Jean Smart and Hannah Einbinder Are Proud of Their Hacks Characters Long-Term Marriage

The sophomore slump is, as history has shown, a real thing. The first season of “Hacks” earned an Emmy for Jean Smart and a nom for Hannah Einbinder — so the new season had to step it up. And that’s exactly what the writers did, kicking things into high gear — literally — as Deborah Vance and Ava Daniels hit the road on a larger-than-life tour bus.

“Season 1 was a tough act to follow. I definitely put a lot of pressure on myself this season, at least in the beginning,” Einbinder tells Variety. “I didn’t want to let everyone down. But then once I got back into the swing of filming, and we all kind of got in our groove, it just felt so right. ‘The gang’s back together!’ And it’s this cohesive, well-oiled machine that runs really well.”

Smart adds: “You’re always having to prove yourself, especially if the first season is very successful. But as soon as I started reading the scripts, I knew that they just were going to blow it out of the water again.”

As legendary Vegas fixture Deborah Vance, Smart evokes comparisons to comedians of yore, from Joan Rivers to Elaine May.

“Unlike the rest of the world — God, don’t strike me down — I was not a fan of Lucille Ball’s when I was a kid. But Phyllis Diller I thought was hilarious,” she says. “I dressed up as her to go to a costume party in seventh or eighth grade.”

But don’t be fooled — Smart’s portrayal of Vance is far more than an impression, something she credits to the series’ writers. “The script just gave me everything, and I feel so grateful, because I was able to make the character my own and use my instincts about comedy, instead of trying to copy somebody else’s rhythms, which I think would be not only really difficult, but I think not as successful.”

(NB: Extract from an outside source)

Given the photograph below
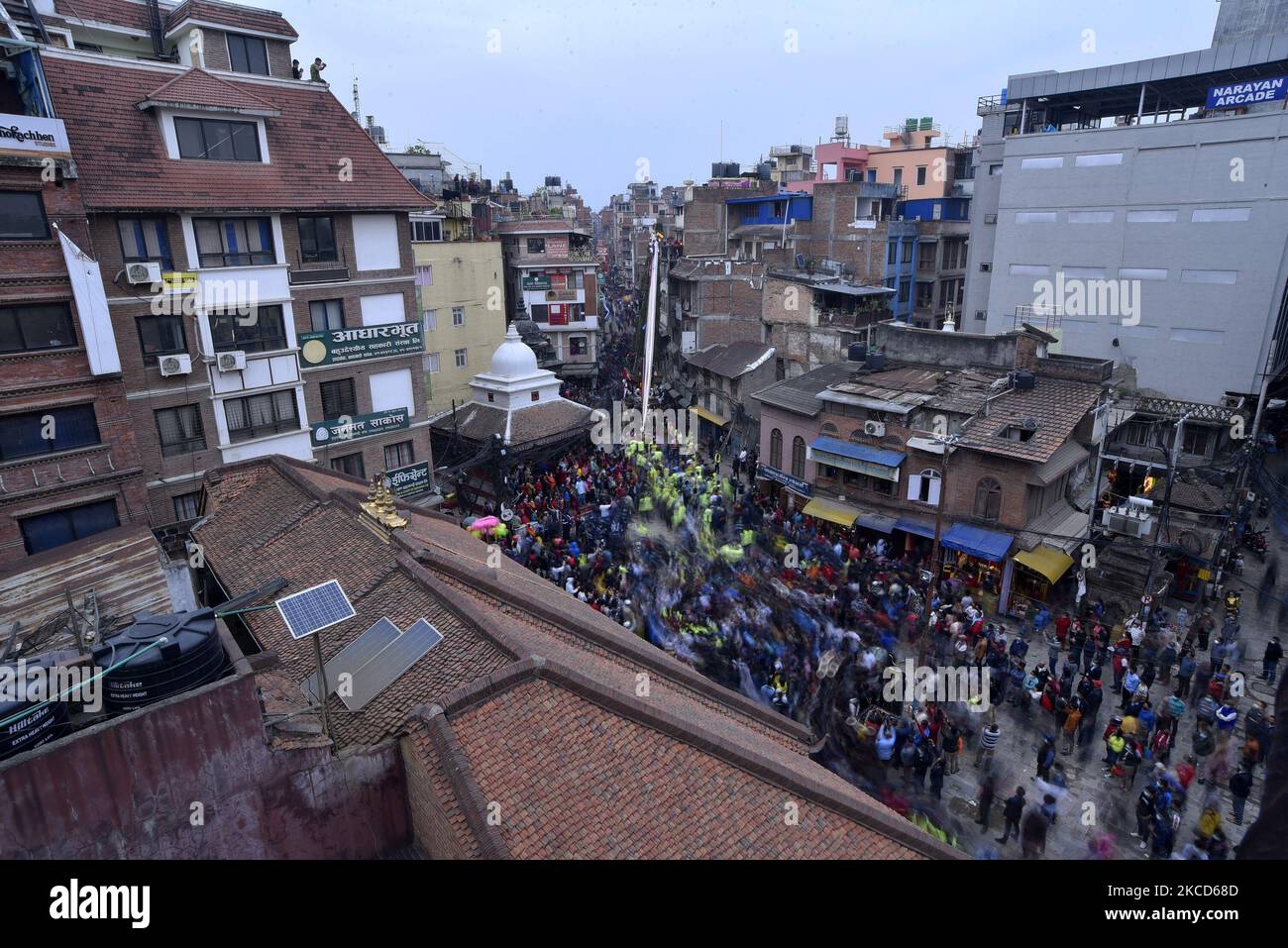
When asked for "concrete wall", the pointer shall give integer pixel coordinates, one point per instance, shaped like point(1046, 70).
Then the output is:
point(125, 790)
point(1194, 340)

While the majority of the critical and fan response to “Hacks” has been overwhelmingly positive, a vocal minority has taken issue with Einbinder’s character on social media — something Smart, who doesn’t have a Twitter account, was surprised to learn.

“I’m not really on Instagram either,” she says. “I let my assistant do it. I just gave her permission. I don’t ever look at it.”

“What a life. I envy you,” Einbinder retorts. “I have seen negativity … random people’s tweets.”

Smart cuts in: “I don’t want to hear that! Are you serious?”

Einbinder gives her a crash course. “I think there are plenty of male characters on television who are protagonists, and they are cheaters and murderers and serial killers,” she says. “And we’re all like, ‘Oh, I love that guy. I love that show. I feel for him.’ And Ava is an imperfect 25-year-old person and people are like, ‘Kill her!’”

“You have to consider the source,” Smart interjects. “These are people who have nothing better to do but sit at home and tweet things.”

Smart and Einbinder’s onscreen chemistry certainly translates in real life as they volley back and forth, even via a Zoom call. Smart says developing their characters’ relationship further was one of the aspects she most looked forward to in the sophomore season.

“Now that they’ve gotten to know each other better, would that take some of the fun of the sparks out of it? Not at all,” she quips. “In fact, I think because they’re a little more familiar with each other, and especially because they’re in a car together and then a bus together, they feel free to insult each other a little bit more. I think it’s sort of like a long-term marriage: ‘He’s not going anywhere, I’ll just tell him what I really think! Honeymoon’s over!’”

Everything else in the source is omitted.